By Dow Marmur
Jerusalem (Dec. 22, 2017) – Binyamin Netanyahu’s days as Prime Minister of Israel may be numbered. He may, after all, not beat the long tenure of David Ben Gurion, the founding father of the state. There’re indications that the police may be close to recommending indictment of Netanyahu on one or more charges based on the three separate investigations that are being currently conducted.
A telling indication was the attack Netanyahu launched the other day on the police citing, experts tell us, misleading information à la Trump in the hope of discrediting the investigators.
Efforts have been made by his parliamentary colleagues to bring in legislation that would enable the prime minister to stay in office even if he were indicted. Netanyahu didn’t want to vote on that occasion so as not to give the impression that such legislation is of interest to him personally. He has argued that in his case the prosecution will never muster damning evidence against him. The retirement home where my wife and I live provided an alibi: a few hours before the vote was due, his office indicated that he wanted to visit us. Those who went to greet him reported that he charmed them.
Another indication of restlessness is the number of foreign trips that the prime minister has made this year. He has been out of the country for 59 days at a cost of about a million shekel (some US$300,000) a day. This compares with 31 days in 2016 and 22 days in 2015.
Supporters point to Netanyahu’s trips abroad as evidence of Israel’s improved standing in the world and growing economic and political ties with important allies. His detractors suggest or imply that he uses the trips abroad as a way of diverting attention from his problems at home.
They also suggest that several ministers in his own coalition, be it within his own party or among his partners, are grooming themselves to succeed him by offering the public tax cuts and improved facilities.

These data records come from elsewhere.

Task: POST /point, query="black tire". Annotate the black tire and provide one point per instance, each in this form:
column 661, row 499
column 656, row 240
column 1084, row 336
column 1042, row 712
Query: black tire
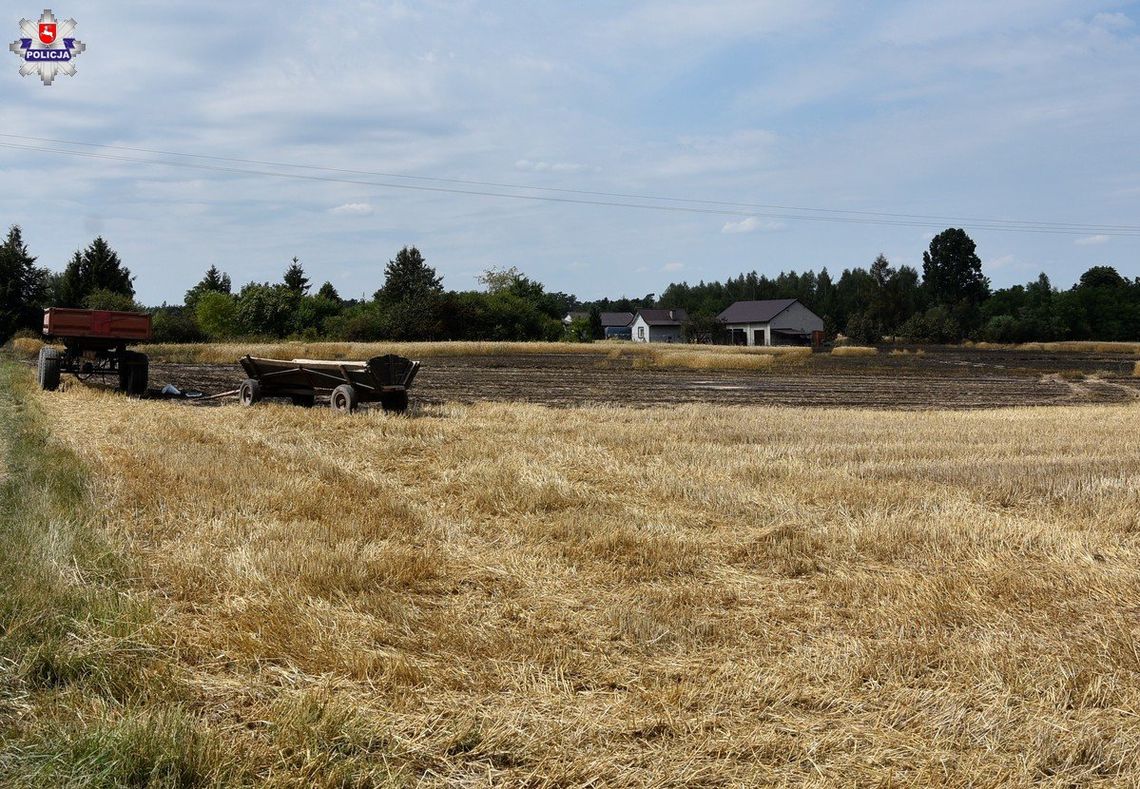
column 133, row 372
column 343, row 398
column 395, row 403
column 48, row 369
column 249, row 392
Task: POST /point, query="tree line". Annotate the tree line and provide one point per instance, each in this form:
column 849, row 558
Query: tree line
column 949, row 301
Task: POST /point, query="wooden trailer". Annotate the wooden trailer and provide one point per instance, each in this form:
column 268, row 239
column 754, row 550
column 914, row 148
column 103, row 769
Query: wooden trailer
column 383, row 379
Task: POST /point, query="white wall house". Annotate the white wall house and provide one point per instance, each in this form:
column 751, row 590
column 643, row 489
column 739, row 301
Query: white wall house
column 772, row 322
column 658, row 325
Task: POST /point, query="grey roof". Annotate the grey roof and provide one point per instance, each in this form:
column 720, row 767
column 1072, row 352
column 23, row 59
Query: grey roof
column 610, row 319
column 664, row 317
column 755, row 311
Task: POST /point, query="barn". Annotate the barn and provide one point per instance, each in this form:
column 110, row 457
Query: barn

Apart from contenders within his own party and among his coalition partners, are of course, leaders of the opposition. Avi Gabbay, the leader of the Zionist Union, makes no secret of his ambition. Many of his recent pronouncements seem to suggest that he’s moving his party into the centre in the hope of gaining votes from disillusioned Netanyahu supporters. Similarly, Yair Lapid, the leader of Yesh Atid, the party that has always styled itself as centrist, hopes to have most seats after the next Knesset elections and thus become Israel’s prime minister. A previous Labour prime minister, Ehud Barak, seems also to be seeking a way back into politics, albeit more pathetically than persuasively.
A demonstration is to be held next Saturday night in Jerusalem against corruption in high places at which previous Netanyahu supporters are likely to attend. His party machinery is doing its utmost to keep away public figures in his party. But dejected ex-colleagues like former Defense Minister Moshe Ya’alon are said to be among the speakers.
As things are at the moment, none of the possible contenders seem to promise a drastic change of direction. Now, when Trump’s Jerusalem declaration has disqualified the United States as the peace broker, it’s not obvious if any government in Israel would come closer to peace than its predecessors. Even if Netanyahu goes, his policies may stay, alas.